Непреднамеренно, сладко повторил кто-то в сознании лорда Сколота. Скажи, потребовал этот кто-то, если ты действительно не собирался играть его чувствами, как струнами лютни, то какого дьявола столько наговорил?
Юноша принялся кусать свою нижнюю губу. Вкус железа, вот бы скорее появился вкус железа…
…Исаак вел их через лес, бодро болтая о своих родителях и о младшем брате, господине Альберте. Из его рассказа выходило, что господину Альберту повезло родиться через месяц после войны — и получить столько тепла и заботы, сколько сам Исаак в свое время не получил. Обстановка на границах, беззаботно признавался он, до сих пор напряженная, поэтому его, Исаака, и ставят на семнадцатый пограничный — ведь там он прозевает всего лишь пару случайных путников, а на первом или втором — целое вражеское войско, и тогда отец точно казнит его на месте.

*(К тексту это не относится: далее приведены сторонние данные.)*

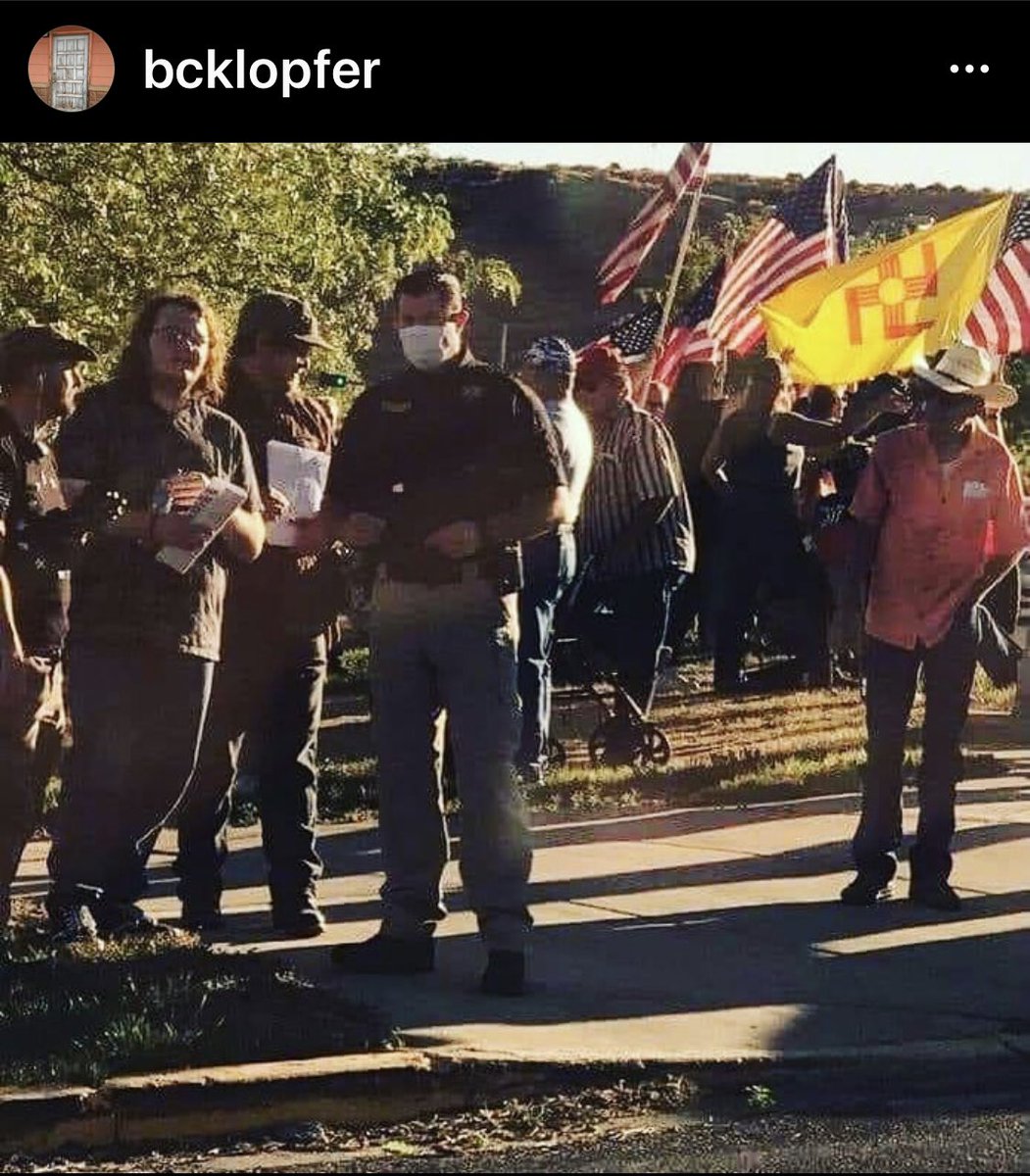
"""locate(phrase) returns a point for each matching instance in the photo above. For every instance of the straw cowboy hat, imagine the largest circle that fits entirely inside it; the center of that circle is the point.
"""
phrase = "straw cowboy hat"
(966, 370)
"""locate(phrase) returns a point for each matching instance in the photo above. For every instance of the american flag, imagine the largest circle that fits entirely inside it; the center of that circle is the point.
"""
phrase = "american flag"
(688, 340)
(618, 269)
(807, 232)
(633, 334)
(1001, 318)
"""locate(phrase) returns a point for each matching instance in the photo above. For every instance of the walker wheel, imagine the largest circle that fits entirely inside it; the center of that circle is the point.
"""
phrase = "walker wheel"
(657, 746)
(616, 742)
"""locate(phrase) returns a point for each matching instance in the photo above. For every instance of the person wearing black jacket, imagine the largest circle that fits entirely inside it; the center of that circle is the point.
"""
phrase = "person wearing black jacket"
(440, 471)
(40, 380)
(269, 692)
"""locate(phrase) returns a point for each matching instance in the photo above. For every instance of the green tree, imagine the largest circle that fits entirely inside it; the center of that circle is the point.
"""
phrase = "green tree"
(88, 229)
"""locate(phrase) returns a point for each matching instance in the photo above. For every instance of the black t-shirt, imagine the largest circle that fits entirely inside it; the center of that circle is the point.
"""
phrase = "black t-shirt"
(758, 465)
(119, 439)
(29, 489)
(428, 448)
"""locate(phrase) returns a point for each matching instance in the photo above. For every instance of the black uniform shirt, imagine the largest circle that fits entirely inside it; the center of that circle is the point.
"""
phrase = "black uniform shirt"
(423, 450)
(29, 489)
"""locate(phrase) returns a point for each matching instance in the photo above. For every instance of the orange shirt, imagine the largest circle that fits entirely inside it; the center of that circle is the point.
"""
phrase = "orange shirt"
(939, 524)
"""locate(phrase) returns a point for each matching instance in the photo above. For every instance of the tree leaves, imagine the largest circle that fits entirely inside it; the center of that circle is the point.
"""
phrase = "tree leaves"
(88, 229)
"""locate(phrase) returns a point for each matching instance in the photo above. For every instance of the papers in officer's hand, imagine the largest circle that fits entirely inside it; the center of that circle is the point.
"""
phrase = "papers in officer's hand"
(212, 512)
(301, 475)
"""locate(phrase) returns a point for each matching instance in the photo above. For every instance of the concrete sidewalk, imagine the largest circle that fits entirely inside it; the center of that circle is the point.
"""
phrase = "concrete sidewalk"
(695, 934)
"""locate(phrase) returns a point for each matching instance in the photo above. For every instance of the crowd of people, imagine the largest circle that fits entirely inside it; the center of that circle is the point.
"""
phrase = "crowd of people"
(472, 500)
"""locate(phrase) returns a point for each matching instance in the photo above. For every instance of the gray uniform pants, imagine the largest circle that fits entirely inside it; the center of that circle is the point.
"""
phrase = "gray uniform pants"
(449, 647)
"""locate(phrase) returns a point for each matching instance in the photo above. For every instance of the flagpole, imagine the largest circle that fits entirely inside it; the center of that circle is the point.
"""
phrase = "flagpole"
(670, 295)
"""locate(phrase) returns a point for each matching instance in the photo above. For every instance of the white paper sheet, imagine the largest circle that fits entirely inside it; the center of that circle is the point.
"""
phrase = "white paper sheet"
(301, 475)
(213, 509)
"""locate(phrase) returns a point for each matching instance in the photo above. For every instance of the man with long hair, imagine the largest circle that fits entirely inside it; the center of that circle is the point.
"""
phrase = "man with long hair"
(267, 693)
(143, 638)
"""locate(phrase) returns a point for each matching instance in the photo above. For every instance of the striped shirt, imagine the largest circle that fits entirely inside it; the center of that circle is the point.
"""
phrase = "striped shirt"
(635, 462)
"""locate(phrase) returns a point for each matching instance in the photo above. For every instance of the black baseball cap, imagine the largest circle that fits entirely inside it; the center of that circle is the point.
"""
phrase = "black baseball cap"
(42, 344)
(280, 316)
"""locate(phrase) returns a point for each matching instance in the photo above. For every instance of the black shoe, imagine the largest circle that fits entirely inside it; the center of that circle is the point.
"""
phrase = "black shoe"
(300, 918)
(201, 916)
(386, 956)
(119, 918)
(865, 891)
(72, 922)
(934, 893)
(505, 975)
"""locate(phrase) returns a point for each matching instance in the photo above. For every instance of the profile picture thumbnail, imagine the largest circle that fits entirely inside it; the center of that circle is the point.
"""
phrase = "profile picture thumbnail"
(71, 69)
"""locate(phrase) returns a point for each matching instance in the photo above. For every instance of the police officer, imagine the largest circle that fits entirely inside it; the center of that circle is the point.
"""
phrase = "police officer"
(40, 380)
(440, 470)
(269, 693)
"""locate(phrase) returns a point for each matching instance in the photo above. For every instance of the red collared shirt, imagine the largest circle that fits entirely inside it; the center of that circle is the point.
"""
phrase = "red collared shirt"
(939, 523)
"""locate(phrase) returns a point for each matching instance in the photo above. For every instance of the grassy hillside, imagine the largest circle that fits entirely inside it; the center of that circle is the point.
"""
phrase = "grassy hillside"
(555, 224)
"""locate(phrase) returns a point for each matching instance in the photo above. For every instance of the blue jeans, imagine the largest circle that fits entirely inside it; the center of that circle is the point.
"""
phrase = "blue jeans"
(892, 674)
(137, 715)
(549, 568)
(448, 647)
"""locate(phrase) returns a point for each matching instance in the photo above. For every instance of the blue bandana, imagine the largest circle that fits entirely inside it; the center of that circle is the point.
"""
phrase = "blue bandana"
(551, 354)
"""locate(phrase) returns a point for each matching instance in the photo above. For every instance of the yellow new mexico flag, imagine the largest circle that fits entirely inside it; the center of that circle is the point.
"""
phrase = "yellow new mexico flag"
(881, 311)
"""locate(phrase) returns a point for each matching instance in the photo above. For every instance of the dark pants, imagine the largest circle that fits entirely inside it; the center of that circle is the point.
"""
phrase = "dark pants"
(634, 633)
(137, 716)
(696, 599)
(760, 552)
(892, 674)
(269, 693)
(549, 567)
(29, 753)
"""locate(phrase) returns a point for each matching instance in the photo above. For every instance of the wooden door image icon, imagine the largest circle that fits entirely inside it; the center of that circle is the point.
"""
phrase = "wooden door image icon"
(71, 69)
(70, 80)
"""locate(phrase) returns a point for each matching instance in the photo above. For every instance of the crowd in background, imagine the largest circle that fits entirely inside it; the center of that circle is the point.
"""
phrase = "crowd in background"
(478, 505)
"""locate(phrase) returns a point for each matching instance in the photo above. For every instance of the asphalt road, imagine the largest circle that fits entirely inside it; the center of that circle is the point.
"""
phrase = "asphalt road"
(995, 1142)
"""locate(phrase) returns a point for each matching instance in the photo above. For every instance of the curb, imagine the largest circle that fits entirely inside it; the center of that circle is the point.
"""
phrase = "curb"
(365, 1089)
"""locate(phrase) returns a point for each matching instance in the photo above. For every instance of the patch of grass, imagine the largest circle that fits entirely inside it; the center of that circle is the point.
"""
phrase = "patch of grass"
(723, 751)
(159, 1004)
(988, 697)
(351, 673)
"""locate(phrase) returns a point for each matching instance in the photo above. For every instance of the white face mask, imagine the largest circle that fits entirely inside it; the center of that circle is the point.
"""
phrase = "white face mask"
(429, 347)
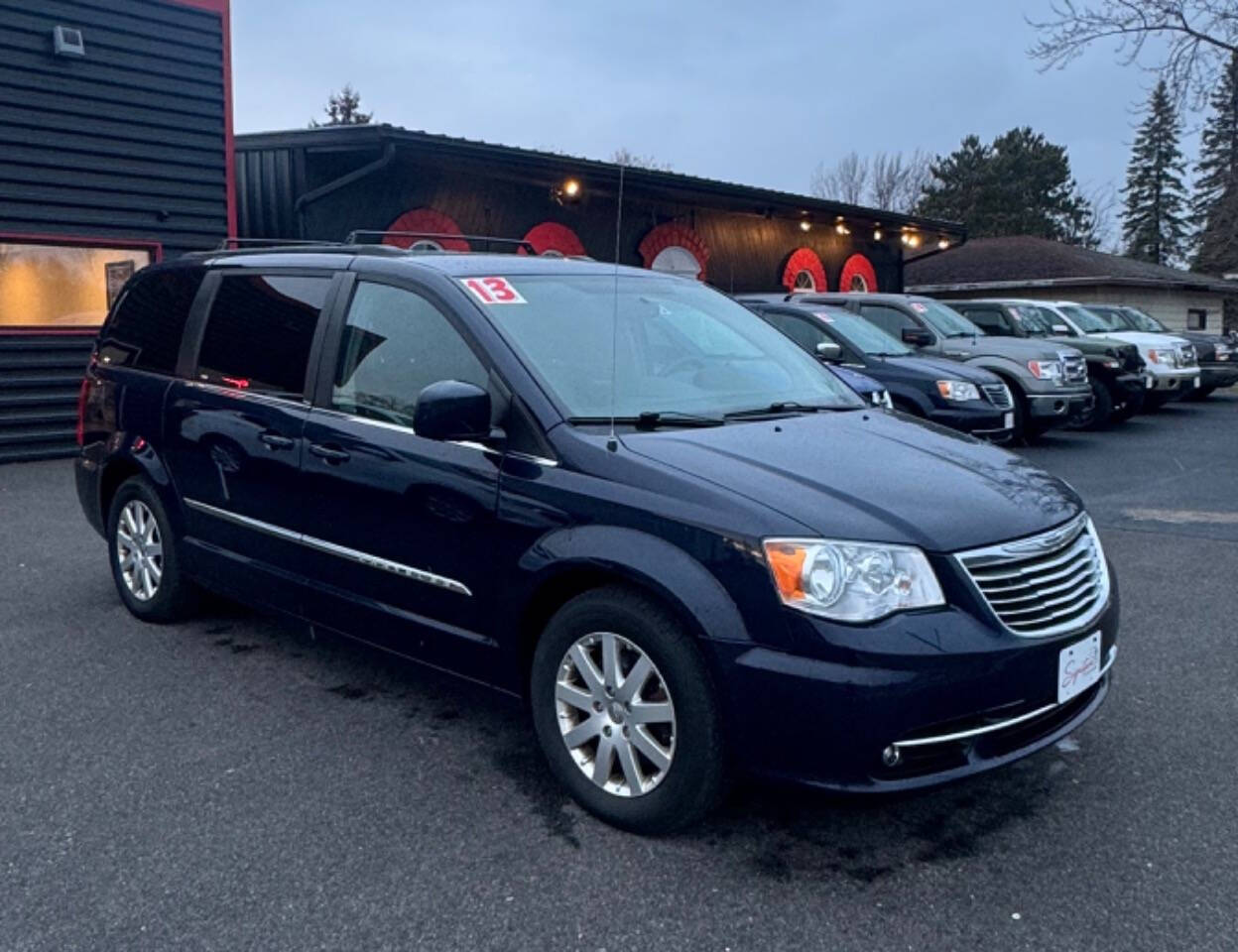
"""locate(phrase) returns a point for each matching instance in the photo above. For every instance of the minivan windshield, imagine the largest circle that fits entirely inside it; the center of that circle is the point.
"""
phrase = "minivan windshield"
(946, 320)
(1087, 320)
(658, 347)
(860, 334)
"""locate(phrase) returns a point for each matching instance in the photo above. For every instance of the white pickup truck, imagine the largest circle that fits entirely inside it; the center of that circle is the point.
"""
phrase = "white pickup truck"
(1170, 364)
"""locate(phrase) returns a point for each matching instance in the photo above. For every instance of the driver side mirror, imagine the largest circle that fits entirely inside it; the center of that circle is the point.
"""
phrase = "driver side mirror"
(452, 410)
(918, 337)
(828, 352)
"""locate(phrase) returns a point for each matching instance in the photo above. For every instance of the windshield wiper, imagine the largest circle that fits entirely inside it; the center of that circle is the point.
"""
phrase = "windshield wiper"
(652, 418)
(778, 408)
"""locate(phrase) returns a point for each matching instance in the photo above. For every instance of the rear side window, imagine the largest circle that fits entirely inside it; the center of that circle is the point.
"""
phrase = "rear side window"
(395, 343)
(890, 319)
(260, 330)
(146, 327)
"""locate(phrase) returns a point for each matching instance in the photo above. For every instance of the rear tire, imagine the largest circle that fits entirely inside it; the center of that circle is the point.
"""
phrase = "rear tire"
(684, 775)
(144, 556)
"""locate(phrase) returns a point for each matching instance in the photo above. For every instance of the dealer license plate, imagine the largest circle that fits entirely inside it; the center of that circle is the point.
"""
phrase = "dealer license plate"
(1078, 667)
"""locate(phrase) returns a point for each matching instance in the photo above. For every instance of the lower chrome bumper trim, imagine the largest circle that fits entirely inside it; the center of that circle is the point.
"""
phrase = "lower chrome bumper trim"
(1001, 724)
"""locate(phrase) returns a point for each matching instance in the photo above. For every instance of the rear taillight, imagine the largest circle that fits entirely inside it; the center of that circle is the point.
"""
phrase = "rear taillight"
(81, 395)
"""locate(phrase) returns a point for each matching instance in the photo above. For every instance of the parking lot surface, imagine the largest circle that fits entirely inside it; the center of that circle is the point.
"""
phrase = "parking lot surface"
(234, 783)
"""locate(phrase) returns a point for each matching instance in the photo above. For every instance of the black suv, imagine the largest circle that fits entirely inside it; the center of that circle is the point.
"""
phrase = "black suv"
(615, 493)
(1049, 383)
(944, 392)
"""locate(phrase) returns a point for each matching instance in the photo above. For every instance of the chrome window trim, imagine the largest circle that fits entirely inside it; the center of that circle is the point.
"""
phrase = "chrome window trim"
(353, 554)
(1043, 543)
(248, 394)
(465, 443)
(1001, 724)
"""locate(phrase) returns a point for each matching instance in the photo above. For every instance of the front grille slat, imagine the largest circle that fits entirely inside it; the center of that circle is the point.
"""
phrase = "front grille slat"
(1039, 593)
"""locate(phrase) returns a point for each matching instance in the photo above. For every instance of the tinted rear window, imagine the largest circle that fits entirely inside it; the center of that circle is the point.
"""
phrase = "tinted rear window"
(146, 327)
(259, 332)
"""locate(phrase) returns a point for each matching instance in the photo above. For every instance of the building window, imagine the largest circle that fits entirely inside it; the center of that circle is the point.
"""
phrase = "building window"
(62, 285)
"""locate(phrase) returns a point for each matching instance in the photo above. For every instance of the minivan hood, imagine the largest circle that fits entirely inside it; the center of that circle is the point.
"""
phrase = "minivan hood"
(868, 474)
(1017, 348)
(937, 368)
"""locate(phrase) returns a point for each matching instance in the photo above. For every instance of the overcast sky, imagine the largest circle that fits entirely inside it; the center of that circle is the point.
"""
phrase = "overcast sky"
(747, 92)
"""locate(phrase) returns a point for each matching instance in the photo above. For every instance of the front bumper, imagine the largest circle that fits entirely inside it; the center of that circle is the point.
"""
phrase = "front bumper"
(983, 419)
(826, 721)
(1172, 380)
(1057, 409)
(1213, 375)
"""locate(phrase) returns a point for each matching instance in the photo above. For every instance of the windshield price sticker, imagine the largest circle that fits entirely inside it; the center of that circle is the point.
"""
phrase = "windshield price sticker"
(493, 291)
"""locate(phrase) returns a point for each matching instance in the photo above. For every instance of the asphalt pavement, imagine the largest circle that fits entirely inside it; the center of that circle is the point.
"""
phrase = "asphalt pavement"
(235, 783)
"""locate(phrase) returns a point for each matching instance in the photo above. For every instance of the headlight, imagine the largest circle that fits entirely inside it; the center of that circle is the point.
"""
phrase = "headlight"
(957, 390)
(1045, 369)
(851, 581)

Господин Эс глухо уточнил, с какой разумной расой воюет загадочный народ хайли. Исаак тут же выкатил бочку претензий к людям, ругая Талайну, Этвизу и горный хребет Альдамас, такой неудобный, когда нужно быстро атаковать противника, а не сидеть и терпеливо дожидаться, пока он атакует сам. Талайна, зло сообщил патрульный, обнаглела вконец, хотя на ее личных законных землях происходило такое, что Боги упаси ехать туда с визитом. И драконы у Звездного Озера бушевали, и эсвианские варвары каждый год пытались отобрать у королевского рода теплую, хорошо обустроенную столицу, и шторма то и дело сносили в море маленькие рыбацкие деревни. Но зато, нелогично похвалил вражеское королевство он, талайницы умудрились вырастить на склонах Альдамаса потрясающие виноградники, и в прошлом году жители Тринны впервые попробовали — кто честно, а кто перекупив партию у неприхотливых торговцев — роскошное вино «Pleayera». Сгоряча Исаак пообещал угостить им своих пленников, но затем сообразил, что король вряд ли обрадуется его энтузиазму — и в лучшем случае разобьет бутылку о непутевую башку патрульного, а в худшем — засунет ее прямо в…
Господин Эс поддакивал и проявлял искреннее участие, отчего Исаак разливался песнями не хуже весеннего соловья. Сколот кусал нижнюю губу, и кровь блестела на ней крохотными красными каплями, как роса — на упругом стебле травы.
Дома, расположенные в кронах деревьев, попадались компании все чаще. Порой кто-то наверху настороженно, гортанно здоровался с Исааком; патрульный отвечал ровно и спокойно, будто намекая, что все нормально и пленники не проявляют никакой агрессии. Сколоту было без разницы; он плелся по листве, глядя себе под ноги, а потому не сразу понял, что цель достигнута и пачкать обувь сырой землей больше не придется.
Белый замок, увенчанный шестью башнями с витражными окнами, предстал перед юношей, как мираж или наваждение. У дверей дежурили стражники, вооруженные копьями; все четверо посмотрели на Исаака так, будто он привел жирную навозную муху на поводке и наивно считал, что королю она пригодится.